Judge denies justice department plea to hold Trump in contempt over records

Trump lawyers have resisted designating a custodian of records and providing a sworn statement despite repeated requests.
Trump lawyers have resisted designating a custodian of records and providing a sworn statement despite repeated requests. Photograph: Andrew Harnik/AP

A top federal judge denied a request from the justice department to hold Donald Trump’s office in contempt of court for failing to fully comply with a subpoena demanding the return of all documents bearing classified markings, according to sources familiar with proceedings.

The chief US judge for the District of Columbia Beryl Howell told the department during a closed-door hearing on Friday to resolve the matter with the Trump legal team itself because a contempt ruling would not hold, the sources said.

The precise details about the hearing were not clear with the case under seal. But the judge’s move amounts to a victory for Trump as he contends with a criminal investigation into unauthorized retention of national security information at his Mar-a-Lago resort and obstruction of justice.

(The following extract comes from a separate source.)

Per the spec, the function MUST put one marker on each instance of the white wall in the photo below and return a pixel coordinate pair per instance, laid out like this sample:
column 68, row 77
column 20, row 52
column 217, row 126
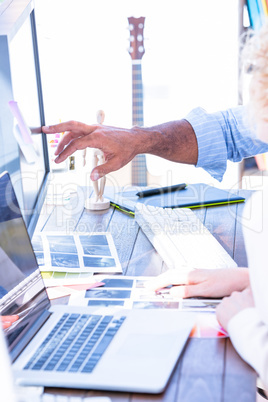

Federal prosecutors had sought to force Trump to name a custodian of records and certify under oath that all documents with classified markings had been returned to the government – as demanded by the grand jury subpoena issued in May – or otherwise find Trump’s office in contempt.

The contempt action is understood to be focused on Trump’s political office because the subpoena sought the return of all documents and writings “in the custody of Donald J Trump and / or the Office of Donald J Trump” bearing classification markings.

In response to the subpoena, Trump’s lawyer Evan Corcoran turned over a folder of documents to the justice department and asked another Trump lawyer Christina Bobb to sign a certification that she heavily caveated because she had not done the search, the Guardian previously reported.

The letter ultimately said that Bobb was making the attestation “based on the information provided to me” and “to the best of my knowledge”, a fact that she emphasized to the department around the time that prosecutors collected the folder and the certification letter, a person familiar with the matter said.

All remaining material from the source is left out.